Nov 26, 2024
Nov 26, 2024
Kabir was the great spiritual educator of the fifteenth century. There was a divergence between two enormous religions – Hinduism and Islam. Kabir endeavored to convey both of them closer to each other by condemning the futile custom and traditions of both and by sermonizing the definitive objectives of both religions mutually as one and indistinguishable. He was not a follower of Rama who, according to him, is an embodiment of Vishnu. His ‘Rama’ was not diverse from the ‘Rahim’ of the Muslims.
His more realistic teachings strain the austere ethical demeanor and disprove illogical values. In his love and allegiance towards Rama, his idiom is sweet and composed but in the subject of societal change it becomes very tough and stimulating. Nanak and the other great Sikh Gurus had a very high admiration for him. He intensely disapproved of the caste system of the Hindus. He spoke stalwartly in opposition to idol-worship, faith in incarnation of God, philosophy of getting bliss in the other world by dipping in sacred rivers, child marriage, burying of the widow, etc. He likewise criticized the Muslims for their conformist obedience to only mosques, concert of Sunnat, practices of Ajan, Namaz and Roza and ignoring the basic of humanity, the love for the creation.
Kabir is a poet per excellence. We all are well acquainted with Kabir Dohas. What makes Kabir’s poetry immensely emotional is the intensity of his delicate spiritual knowledge and seemliness of contemplation which he wants to transmit in exceptionally simple idiom and a non-conventional way. He is highly antagonistic when attacking the futility dogmas but marvelously free from any kind of animosity. He is at his superlative when he is in a disposition of celestial love with the Unlimited .In a moment of bliss he sings the most beauteous lines which can be translated thus :
“Listen to me, friend. He understands who loves. If you feel not love’s longing for your Beloved one, it is vain to adorn your body, vain to put unguent on your eyelids”.
“The pain of separation from God is like a serpent, which sits in this body and cannot be cast out by any magic spell; he who is separated from Rama cannot exist and if he does, he goes mad.”
This sort of commencement of passionate love towards the supreme lover has resemblance with the love disseminated by the Sufis. From the Nathan Yogis, Kabir emulated a sense of condemnation of the ritualistic performances and false notions, but he could not appreciate even the Yogis themselves. He felt that these Yogis also were benevolent towards ritualistic features of Hatha-Yoga, disregarding the Bhakti or devotional love. He pleaded for ‘Sahaja Samadhi’ which literally means the simple union with God. His devotional songs sing of complete dedication:
“I shut not my eyes, I close not my ears
I do not mortify my body;
I see with eyes open and smile,
And behold His beauty everywhere.”
Kabir is generally assumed to have been the devotee of Ramanand whose date of birth was sometime in 1298. Some critics view that Kabir was born in 1398. About Kabir’s parents and his social background, too, there are more than a few versions. Declaration of the sensational tales that he was born of celestial light, or found on a full-blooming lotus in the Lahartara, can be connected to a realistic story that he was a redundant child born of a Brahmin widow – the father being unknown – who was picked up by the Muslim weaver-couple, Niru and Nima .

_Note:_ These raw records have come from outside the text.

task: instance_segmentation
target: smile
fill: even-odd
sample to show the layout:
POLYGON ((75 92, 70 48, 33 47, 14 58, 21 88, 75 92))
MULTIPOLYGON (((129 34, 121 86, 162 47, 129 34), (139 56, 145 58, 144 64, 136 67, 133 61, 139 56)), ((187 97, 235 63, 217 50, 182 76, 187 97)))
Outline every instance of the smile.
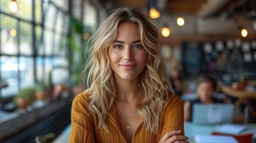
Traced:
POLYGON ((125 70, 131 70, 136 67, 136 64, 119 64, 122 68, 125 70))

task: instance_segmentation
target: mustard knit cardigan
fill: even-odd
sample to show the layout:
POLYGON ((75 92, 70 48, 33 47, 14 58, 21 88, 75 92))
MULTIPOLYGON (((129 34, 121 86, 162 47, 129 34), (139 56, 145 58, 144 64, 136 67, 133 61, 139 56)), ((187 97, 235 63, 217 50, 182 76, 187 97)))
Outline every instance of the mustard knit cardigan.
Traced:
MULTIPOLYGON (((90 102, 89 95, 84 93, 74 99, 69 142, 127 142, 119 126, 115 106, 106 120, 110 130, 108 133, 102 127, 98 129, 97 116, 88 111, 90 102)), ((173 130, 181 130, 180 135, 184 135, 183 116, 183 103, 174 95, 162 111, 158 133, 154 134, 145 129, 143 121, 134 132, 131 142, 158 142, 165 133, 173 130)))

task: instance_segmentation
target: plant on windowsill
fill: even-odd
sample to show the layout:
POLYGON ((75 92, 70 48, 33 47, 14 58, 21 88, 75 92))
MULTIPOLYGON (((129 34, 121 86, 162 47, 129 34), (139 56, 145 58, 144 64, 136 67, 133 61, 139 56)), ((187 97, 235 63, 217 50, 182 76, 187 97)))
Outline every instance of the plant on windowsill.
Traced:
POLYGON ((33 103, 33 107, 39 108, 45 105, 47 90, 46 86, 42 82, 36 84, 35 87, 35 101, 33 103))
POLYGON ((21 89, 14 97, 14 101, 21 111, 26 111, 29 105, 31 105, 35 101, 34 88, 29 87, 21 89))

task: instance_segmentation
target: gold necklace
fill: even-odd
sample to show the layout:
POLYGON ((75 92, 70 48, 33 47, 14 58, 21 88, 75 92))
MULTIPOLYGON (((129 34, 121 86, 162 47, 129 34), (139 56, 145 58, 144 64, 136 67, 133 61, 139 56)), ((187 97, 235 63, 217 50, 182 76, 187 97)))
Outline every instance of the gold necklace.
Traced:
POLYGON ((134 106, 134 108, 133 108, 132 112, 131 113, 131 116, 129 116, 129 120, 128 120, 128 119, 127 119, 127 114, 126 114, 125 110, 125 108, 124 107, 124 105, 123 105, 122 104, 121 104, 121 105, 122 105, 122 107, 123 107, 124 112, 125 113, 125 119, 127 120, 127 123, 125 128, 126 128, 127 129, 129 129, 129 122, 131 120, 131 116, 132 116, 133 112, 134 111, 135 107, 136 106, 134 106))

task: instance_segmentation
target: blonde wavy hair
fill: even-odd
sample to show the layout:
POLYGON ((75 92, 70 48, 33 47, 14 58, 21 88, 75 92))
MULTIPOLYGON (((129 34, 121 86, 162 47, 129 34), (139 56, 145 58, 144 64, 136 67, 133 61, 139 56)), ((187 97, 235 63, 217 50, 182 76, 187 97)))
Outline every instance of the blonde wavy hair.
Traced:
POLYGON ((89 110, 98 116, 98 128, 102 126, 109 132, 106 121, 111 107, 115 105, 116 87, 110 66, 109 48, 117 37, 118 26, 127 22, 138 26, 141 44, 147 52, 145 69, 139 75, 138 88, 141 94, 136 105, 138 114, 144 121, 143 125, 156 133, 162 110, 173 92, 161 53, 159 32, 147 15, 138 10, 122 7, 112 11, 89 41, 87 48, 90 49, 87 51, 91 54, 85 70, 90 69, 89 88, 85 91, 90 95, 89 110))

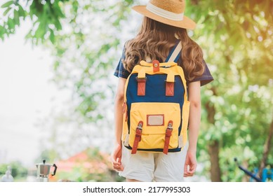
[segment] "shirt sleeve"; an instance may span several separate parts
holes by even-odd
[[[121,57],[119,59],[119,62],[116,66],[116,70],[114,73],[114,75],[118,78],[120,77],[120,78],[127,78],[130,75],[130,72],[128,71],[124,68],[124,64],[122,62],[122,60],[124,59],[125,59],[125,47],[124,47]]]
[[[205,66],[205,71],[204,71],[203,74],[201,76],[197,77],[191,81],[188,81],[188,83],[200,81],[201,85],[203,86],[213,80],[213,77],[211,76],[208,65],[206,64],[204,60],[203,60],[203,63]]]

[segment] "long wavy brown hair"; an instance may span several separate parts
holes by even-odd
[[[182,55],[178,64],[187,73],[186,79],[190,81],[202,75],[204,71],[202,50],[189,37],[187,29],[165,24],[147,17],[144,17],[138,35],[126,43],[123,60],[125,69],[131,72],[142,59],[164,62],[175,43],[175,34],[182,45]]]

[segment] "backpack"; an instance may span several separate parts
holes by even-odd
[[[187,142],[189,102],[176,63],[181,49],[178,41],[164,63],[141,61],[126,81],[122,141],[132,154],[179,152]]]

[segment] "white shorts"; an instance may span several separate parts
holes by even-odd
[[[182,182],[184,181],[184,165],[188,148],[177,153],[145,153],[131,150],[122,146],[121,164],[124,170],[119,176],[142,182]]]

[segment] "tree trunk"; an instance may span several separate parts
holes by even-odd
[[[212,88],[213,94],[216,95],[216,90]],[[215,115],[215,108],[214,105],[208,102],[205,105],[208,113],[208,121],[212,125],[215,125],[215,120],[214,116]],[[210,142],[208,145],[208,154],[211,160],[211,179],[213,182],[221,181],[221,170],[219,164],[219,141],[214,140]]]
[[[272,121],[271,122],[270,127],[268,132],[268,136],[267,138],[267,140],[265,141],[265,146],[264,146],[262,159],[262,162],[260,162],[260,168],[259,168],[258,175],[260,177],[262,176],[262,169],[266,167],[267,164],[267,158],[271,148],[271,141],[272,140],[272,137],[273,137],[273,119]]]
[[[211,158],[211,179],[212,182],[220,182],[221,171],[219,164],[219,141],[213,141],[208,146],[208,154]]]

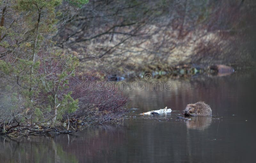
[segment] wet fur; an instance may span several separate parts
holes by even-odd
[[[184,111],[185,116],[211,116],[212,109],[204,101],[199,101],[187,105]]]

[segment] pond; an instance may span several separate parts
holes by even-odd
[[[117,124],[19,142],[2,138],[0,162],[251,162],[256,151],[255,74],[161,79],[157,81],[169,82],[170,89],[124,90],[132,109]],[[200,100],[215,116],[177,118],[187,104]],[[139,114],[165,106],[171,113]]]

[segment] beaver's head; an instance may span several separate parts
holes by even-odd
[[[186,116],[196,116],[197,114],[197,109],[195,104],[188,104],[187,105],[184,115]]]

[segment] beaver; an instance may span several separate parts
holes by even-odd
[[[210,106],[203,101],[188,105],[184,112],[185,116],[212,116]]]

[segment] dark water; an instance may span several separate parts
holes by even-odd
[[[254,71],[222,77],[161,79],[171,90],[124,91],[132,110],[116,125],[87,127],[73,135],[0,139],[1,162],[242,162],[256,152]],[[177,119],[187,104],[204,100],[213,117]],[[163,116],[138,114],[164,108]],[[136,115],[135,118],[130,116]],[[221,118],[222,117],[222,118]],[[220,119],[214,119],[220,118]]]

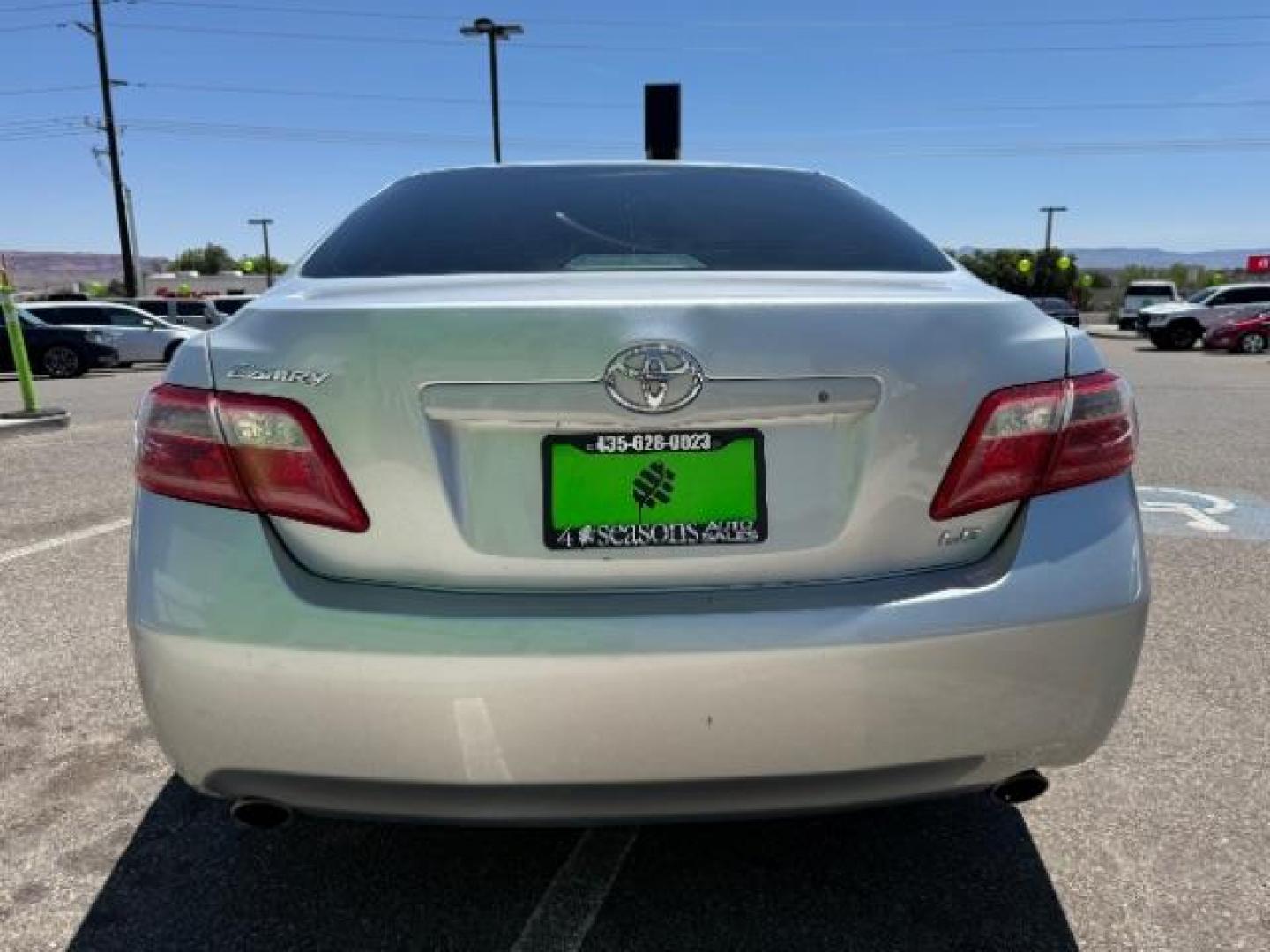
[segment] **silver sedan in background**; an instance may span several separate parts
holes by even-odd
[[[237,815],[1038,793],[1129,691],[1132,395],[826,175],[413,175],[138,421],[128,622]]]
[[[178,347],[201,333],[110,301],[32,302],[25,307],[44,324],[100,333],[118,350],[121,367],[168,363]]]

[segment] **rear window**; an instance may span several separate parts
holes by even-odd
[[[1124,292],[1126,297],[1172,297],[1172,284],[1140,284],[1133,283]]]
[[[237,314],[250,300],[249,297],[215,297],[212,306],[221,314]]]
[[[912,227],[824,175],[772,169],[460,169],[353,212],[311,278],[561,270],[947,272]]]

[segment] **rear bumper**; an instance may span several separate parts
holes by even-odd
[[[93,367],[109,369],[119,366],[119,352],[105,344],[94,344],[88,352]]]
[[[744,592],[425,593],[300,570],[251,515],[140,494],[130,626],[178,770],[460,821],[831,809],[1076,763],[1133,679],[1128,477],[975,566]]]

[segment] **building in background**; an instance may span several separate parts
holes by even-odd
[[[141,279],[141,293],[145,297],[206,297],[208,294],[263,294],[265,281],[263,274],[245,272],[221,272],[220,274],[199,274],[198,272],[154,272]]]

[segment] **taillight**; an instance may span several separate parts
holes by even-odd
[[[137,482],[333,529],[371,524],[318,421],[282,397],[155,387],[137,420]]]
[[[970,421],[931,518],[1116,476],[1133,465],[1137,443],[1129,385],[1107,371],[998,390]]]

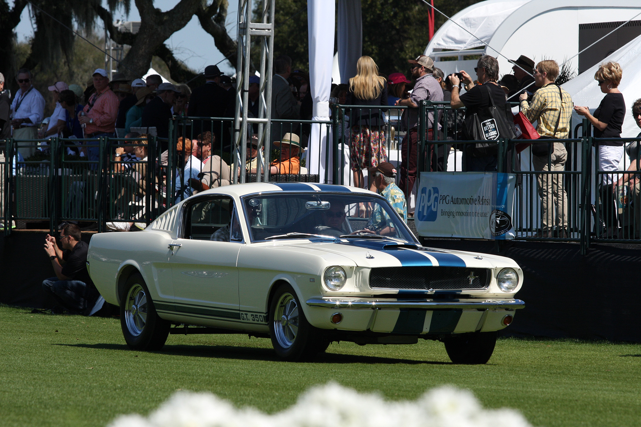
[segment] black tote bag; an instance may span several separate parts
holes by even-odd
[[[516,138],[514,133],[514,121],[512,119],[512,113],[507,103],[497,106],[494,104],[494,99],[492,96],[490,88],[481,85],[487,90],[490,97],[491,105],[489,107],[480,109],[465,118],[465,136],[468,140],[497,140],[499,138],[513,139]],[[510,120],[508,120],[508,117]],[[485,157],[494,154],[498,150],[495,143],[479,143],[475,144],[471,149],[471,154],[474,157]]]

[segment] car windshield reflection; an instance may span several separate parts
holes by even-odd
[[[379,197],[278,193],[246,196],[243,204],[251,241],[327,237],[416,241],[403,218]]]

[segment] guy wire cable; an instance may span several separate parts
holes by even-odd
[[[445,13],[444,13],[441,11],[438,10],[438,9],[436,8],[435,6],[432,6],[431,4],[430,4],[429,3],[428,3],[425,0],[420,0],[420,1],[422,1],[424,3],[425,3],[426,4],[427,4],[428,6],[429,6],[429,7],[432,8],[433,9],[434,9],[434,10],[437,11],[437,12],[438,12],[439,13],[440,13],[441,15],[442,15],[443,16],[444,16],[445,18],[447,19],[448,20],[452,21],[454,24],[455,24],[456,26],[458,26],[458,27],[460,27],[464,31],[465,31],[466,33],[467,33],[468,34],[469,34],[470,35],[471,35],[472,37],[474,37],[474,38],[476,38],[476,40],[478,40],[479,42],[481,42],[481,43],[483,43],[485,45],[487,46],[488,47],[489,47],[490,49],[491,49],[492,50],[494,51],[497,54],[499,54],[499,55],[501,55],[501,56],[503,56],[503,58],[504,58],[506,60],[508,60],[508,62],[512,62],[510,60],[510,59],[508,58],[507,56],[506,56],[505,55],[504,55],[502,53],[501,53],[500,52],[499,52],[499,51],[497,51],[497,50],[495,49],[494,48],[493,48],[492,46],[490,46],[487,43],[485,43],[485,42],[483,42],[482,40],[481,40],[480,38],[479,38],[478,37],[477,37],[476,35],[474,35],[474,34],[472,34],[472,33],[470,33],[467,28],[464,28],[463,26],[462,26],[462,25],[460,25],[458,22],[457,22],[456,21],[454,20],[453,19],[452,19],[451,18],[450,18],[449,16],[447,16],[447,15],[445,15]],[[624,22],[621,25],[619,26],[618,27],[617,27],[616,28],[615,28],[614,29],[613,29],[612,31],[610,31],[608,34],[605,35],[604,36],[603,36],[603,37],[601,37],[601,38],[599,38],[599,40],[597,40],[596,42],[595,42],[594,43],[592,44],[591,45],[590,45],[589,46],[588,46],[585,49],[583,49],[582,51],[581,51],[580,52],[579,52],[576,54],[570,56],[570,58],[569,58],[567,60],[566,60],[565,61],[564,61],[562,64],[560,64],[559,65],[559,68],[560,69],[563,65],[565,65],[566,63],[567,63],[568,62],[569,62],[570,60],[572,60],[572,58],[574,58],[579,56],[579,54],[581,54],[581,53],[583,53],[583,52],[585,52],[585,51],[587,51],[587,49],[590,49],[590,47],[592,47],[592,46],[594,46],[594,45],[595,45],[597,43],[599,43],[599,42],[601,42],[602,40],[603,40],[604,38],[605,38],[606,37],[607,37],[610,35],[612,34],[615,31],[617,31],[617,29],[619,29],[621,27],[624,26],[624,25],[626,25],[626,24],[628,24],[631,20],[632,20],[633,19],[634,19],[635,18],[636,18],[637,17],[638,17],[640,15],[641,15],[641,12],[639,12],[638,13],[637,13],[635,16],[632,17],[631,18],[630,18],[629,19],[628,19],[628,20],[626,20],[625,22]],[[515,65],[516,65],[517,67],[518,67],[519,68],[520,68],[521,70],[523,70],[524,72],[525,72],[526,74],[527,74],[530,77],[534,77],[533,76],[532,76],[532,74],[529,74],[529,72],[528,72],[527,71],[526,71],[525,70],[524,70],[523,68],[520,65],[519,65],[519,64],[515,63],[513,62],[512,62],[512,63],[514,64]],[[515,93],[512,96],[511,96],[509,98],[508,98],[508,100],[509,101],[510,98],[512,98],[512,97],[516,96],[517,95],[520,95],[520,93],[519,92],[517,92],[516,93]]]
[[[110,55],[110,54],[109,54],[108,53],[107,53],[107,52],[106,52],[105,51],[103,51],[103,49],[100,49],[99,47],[98,47],[97,46],[96,46],[96,45],[95,44],[94,44],[93,43],[92,43],[91,42],[90,42],[89,40],[87,40],[87,38],[85,38],[85,37],[83,37],[83,36],[81,35],[80,35],[80,34],[79,34],[79,33],[78,33],[78,32],[76,32],[76,31],[74,31],[74,30],[73,30],[73,29],[72,29],[71,28],[69,28],[69,27],[67,27],[67,26],[66,25],[65,25],[64,24],[63,24],[62,22],[61,22],[60,21],[59,21],[59,20],[58,20],[58,19],[56,19],[56,18],[53,17],[53,16],[51,16],[51,15],[49,15],[49,13],[47,13],[46,12],[45,12],[44,10],[42,10],[42,9],[41,9],[41,8],[39,8],[38,6],[36,6],[35,4],[33,4],[33,3],[32,3],[32,2],[31,1],[31,0],[27,0],[27,2],[28,2],[28,3],[29,3],[29,4],[31,4],[31,5],[32,6],[33,6],[33,7],[35,7],[35,8],[38,9],[38,10],[40,10],[40,11],[41,12],[42,12],[43,13],[44,13],[45,15],[46,15],[47,16],[48,16],[48,17],[49,17],[49,18],[51,18],[51,19],[54,20],[54,21],[56,21],[56,22],[58,22],[58,24],[60,24],[60,25],[62,25],[62,26],[63,27],[64,27],[64,28],[66,28],[67,29],[69,30],[70,31],[71,31],[72,33],[73,33],[74,34],[75,34],[76,35],[77,35],[77,36],[78,36],[78,37],[80,37],[80,38],[83,39],[83,40],[85,40],[85,42],[87,42],[87,43],[88,43],[89,44],[90,44],[90,45],[91,45],[92,46],[93,46],[94,47],[96,48],[97,49],[98,49],[99,51],[100,51],[101,52],[102,52],[103,53],[104,53],[104,54],[105,55],[106,55],[106,56],[108,56],[109,58],[112,58],[112,60],[113,60],[114,61],[116,61],[116,62],[117,62],[117,63],[118,63],[118,64],[119,64],[119,65],[120,65],[121,67],[124,67],[124,68],[127,68],[128,70],[129,70],[129,71],[131,71],[131,72],[133,72],[133,73],[134,74],[134,75],[135,75],[135,76],[137,76],[138,77],[140,77],[141,79],[142,79],[142,78],[143,78],[143,77],[142,77],[142,76],[140,76],[140,74],[138,74],[137,72],[136,72],[135,71],[134,71],[134,70],[132,70],[131,68],[129,68],[129,67],[127,67],[126,65],[122,65],[122,64],[121,63],[121,61],[119,61],[119,60],[117,60],[116,58],[113,58],[113,56],[112,56],[111,55]]]

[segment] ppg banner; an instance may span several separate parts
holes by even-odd
[[[422,172],[414,213],[420,236],[513,239],[512,173]]]

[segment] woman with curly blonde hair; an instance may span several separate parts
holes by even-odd
[[[605,93],[599,108],[594,114],[590,113],[588,107],[574,107],[577,114],[587,118],[594,127],[595,138],[617,138],[621,137],[623,119],[626,116],[626,102],[623,94],[617,88],[621,83],[623,72],[621,66],[616,62],[601,64],[594,74],[594,79],[599,82],[599,87]],[[619,163],[623,157],[623,143],[618,141],[599,142],[597,156],[599,159],[599,170],[601,172],[619,170]],[[613,195],[613,173],[603,174],[600,182],[603,211],[601,218],[608,228],[618,227],[616,204]]]
[[[378,67],[369,56],[358,58],[356,75],[349,79],[347,103],[372,107],[387,104],[387,81],[378,75]],[[351,110],[349,157],[355,187],[365,188],[363,169],[387,161],[382,111],[379,108]]]

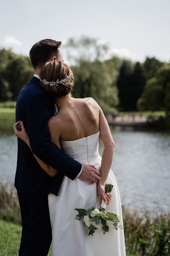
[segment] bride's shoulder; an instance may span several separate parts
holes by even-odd
[[[88,105],[90,105],[96,107],[99,107],[99,105],[95,101],[95,100],[91,97],[88,97],[87,98],[84,98],[83,99],[81,99],[82,101],[85,104]]]

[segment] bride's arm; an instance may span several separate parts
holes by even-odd
[[[100,170],[100,183],[105,184],[109,172],[113,157],[115,145],[109,125],[102,110],[99,114],[100,139],[103,145]]]
[[[20,126],[21,129],[20,130],[18,130],[17,128],[17,126]],[[17,136],[18,138],[20,138],[21,140],[22,140],[23,141],[24,141],[26,144],[28,145],[28,146],[30,148],[30,150],[31,150],[31,148],[30,146],[30,144],[29,143],[29,137],[28,135],[28,134],[25,128],[24,125],[22,122],[20,121],[16,122],[14,125],[14,130],[15,133],[15,134]],[[57,145],[61,148],[60,145],[60,143],[59,141],[59,143]],[[32,151],[32,150],[31,150]],[[35,154],[33,153],[32,154],[34,155],[35,159],[36,160],[38,163],[40,165],[41,167],[45,171],[48,175],[51,176],[52,177],[55,177],[58,172],[57,170],[53,168],[51,166],[48,166],[48,164],[44,163],[43,161],[41,160],[38,157],[37,157]]]
[[[102,162],[100,169],[101,180],[97,183],[97,192],[100,205],[102,199],[107,204],[109,204],[111,194],[107,193],[105,196],[105,186],[106,179],[110,170],[114,154],[114,142],[106,119],[100,107],[99,108],[99,129],[100,139],[103,145]],[[106,200],[105,198],[106,196]]]

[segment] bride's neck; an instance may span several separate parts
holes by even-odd
[[[72,100],[73,98],[71,97],[71,94],[69,93],[66,96],[57,98],[55,100],[55,103],[58,110],[60,110],[63,107],[68,106],[69,104],[71,103]]]

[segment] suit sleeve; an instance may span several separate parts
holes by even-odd
[[[43,92],[37,93],[31,98],[26,104],[26,113],[27,131],[32,151],[46,163],[74,180],[82,165],[50,141],[48,121],[51,117],[51,103],[49,99]]]

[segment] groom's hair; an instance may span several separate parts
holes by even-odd
[[[74,74],[69,66],[62,61],[56,60],[47,61],[42,68],[40,76],[41,87],[54,99],[66,96],[71,92],[74,84]],[[66,81],[61,82],[68,76]]]
[[[41,68],[53,55],[56,56],[61,44],[61,42],[52,39],[44,39],[35,44],[29,52],[33,68]]]

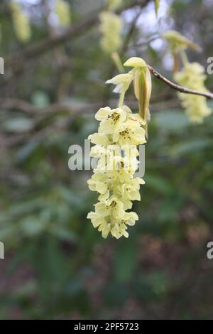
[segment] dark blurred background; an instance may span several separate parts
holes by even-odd
[[[26,43],[9,2],[0,4],[0,318],[212,318],[213,115],[191,124],[176,92],[153,78],[139,221],[127,239],[102,239],[86,219],[97,200],[92,172],[70,171],[68,149],[84,144],[94,113],[117,97],[104,85],[118,71],[100,48],[104,1],[67,1],[71,23],[62,28],[50,17],[52,0],[20,1]],[[124,0],[119,11],[124,62],[142,57],[171,79],[158,38],[167,29],[202,47],[187,53],[191,61],[206,68],[213,56],[212,0],[160,0],[158,21],[153,0]],[[207,86],[213,91],[213,75]]]

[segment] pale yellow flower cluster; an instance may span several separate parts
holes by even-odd
[[[163,37],[170,43],[171,51],[178,53],[190,48],[197,51],[200,50],[200,47],[182,36],[178,31],[173,30],[167,31],[163,34]]]
[[[108,0],[107,4],[110,9],[117,9],[122,4],[122,0]]]
[[[121,45],[122,21],[111,11],[103,11],[99,16],[100,31],[102,34],[101,45],[109,53],[117,51]]]
[[[55,0],[55,11],[60,24],[63,27],[68,26],[71,22],[69,4],[64,0]]]
[[[10,6],[16,36],[21,42],[27,42],[31,36],[29,18],[18,2],[12,1]]]
[[[207,92],[204,73],[204,68],[198,63],[186,63],[182,70],[174,75],[174,78],[179,85],[187,88]],[[202,123],[203,119],[212,113],[206,97],[184,93],[179,93],[179,96],[192,122]]]
[[[89,189],[99,194],[99,202],[87,218],[104,238],[109,233],[116,239],[128,237],[127,225],[133,225],[138,217],[126,210],[131,208],[132,200],[140,200],[140,185],[144,183],[133,174],[138,163],[136,146],[146,142],[142,127],[146,122],[126,106],[101,108],[96,119],[100,121],[98,132],[89,139],[95,144],[91,156],[98,157],[99,161],[87,182]]]

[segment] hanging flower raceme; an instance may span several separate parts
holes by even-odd
[[[187,88],[207,92],[204,83],[206,75],[204,73],[204,68],[198,63],[186,63],[182,70],[175,74],[174,78],[179,85]],[[212,113],[206,97],[184,93],[178,95],[192,122],[202,123],[203,119]]]
[[[139,61],[140,58],[131,60]],[[131,60],[127,63],[129,66],[132,65]],[[94,174],[87,182],[89,189],[98,193],[99,202],[87,218],[104,238],[109,234],[116,239],[121,236],[128,237],[127,227],[138,220],[136,212],[126,210],[131,209],[133,200],[141,200],[140,185],[144,184],[142,178],[134,177],[134,173],[139,163],[138,146],[146,142],[146,121],[124,105],[124,99],[131,82],[138,80],[137,71],[143,71],[146,67],[143,60],[141,66],[141,60],[129,73],[119,75],[106,82],[115,85],[114,92],[121,94],[119,107],[101,108],[95,115],[100,122],[98,131],[89,136],[94,144],[90,156],[99,159]],[[140,87],[143,89],[143,86]]]
[[[58,15],[60,24],[67,27],[70,24],[70,11],[67,2],[64,0],[55,0],[55,11]]]
[[[10,4],[14,29],[17,38],[21,42],[27,42],[31,36],[30,20],[21,9],[20,4],[12,1]]]
[[[99,15],[100,31],[102,34],[101,45],[108,53],[117,51],[121,45],[122,21],[111,11],[102,11]]]

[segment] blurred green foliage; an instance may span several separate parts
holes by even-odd
[[[70,1],[73,24],[87,15],[82,2]],[[212,1],[168,2],[168,26],[182,33],[199,32],[195,41],[204,52],[192,57],[205,65],[213,51],[208,37],[213,31]],[[97,1],[89,3],[92,11]],[[40,18],[42,5],[36,7],[30,43],[48,35]],[[9,15],[2,11],[1,21],[6,55],[21,46]],[[138,28],[131,43],[144,34]],[[60,102],[79,107],[103,99],[107,104],[114,96],[104,81],[116,70],[97,36],[93,28],[60,47],[68,59],[65,71],[54,49],[33,59],[30,68],[4,85],[1,97],[26,100],[41,110],[58,102],[62,82]],[[141,56],[136,48],[124,59],[133,52]],[[143,54],[169,76],[161,61],[166,53],[163,48],[158,54],[150,46]],[[213,116],[202,125],[190,124],[182,110],[163,108],[165,101],[158,101],[159,92],[169,92],[171,100],[175,92],[157,80],[153,85],[153,100],[163,107],[151,114],[146,185],[141,201],[133,206],[139,221],[130,227],[127,239],[103,239],[92,227],[86,219],[97,198],[87,188],[91,171],[71,171],[67,166],[69,146],[83,144],[97,129],[97,110],[88,107],[88,112],[72,119],[62,109],[43,117],[22,112],[18,106],[1,107],[1,140],[6,143],[0,166],[0,240],[5,244],[1,318],[212,318],[213,264],[206,257],[206,245],[213,237]],[[210,75],[208,87],[213,90]],[[62,129],[54,128],[65,121]]]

There is a ritual that after the death of Kabir his Hindu and Muslim disciples disputed over the last rites – the Hindus wanting to cremate him and the Muslims to bury him .After that the myth says that the body was turned into flowers which were shared between the two. The thesis that he had two gurus, Ramanand and Shekh Taqqi, provides an optimism that he was not prone to any one orthodox set of beliefs. Kabir could disparage the obstinacy of both religions and think in transcendental terms of an absolute novel God was because he had adequate motivation to be a free spirit.
About his education too, there are several assumptions. He was not educated in the sense that he did not attend any formal school or undertake a regular education in language or philosophy or even in the industrial proficiency of weaving is commonly acknowledged. Kabir had never been honored in his life span. In fact, he was not only unnoticed because of his birth in a low caste, but was looked down upon for conferring a preacher’s role upon himself. As to the issue of whether Kabir was a Sufi, there is still debate and dialogue among the elite.
While conversing about Kabir’s works one has to solve the puzzle of determining which of them are actually his own. A great deal of imitation matter has been available in his name by fervent disciples and the lack of a classic edition makes the task of identifying the genuine from the counterfeit not an easy job. Similarly in his writings it is easier said than done to conclude where poetry ends and theology begins, because both are intermingled in the hands of a very nimble-fingered weaver. Kabir did not preach anything in inscription, he only reverberated divine love and gave expression to his spontaneous dream, which became household dictum for the progeny to come. If verse could reach the loftiness of an enchantment, it was possible in his hands. His soul rained heavily his in condensed, aphoristic Dohas, each one an embodiment of his understanding.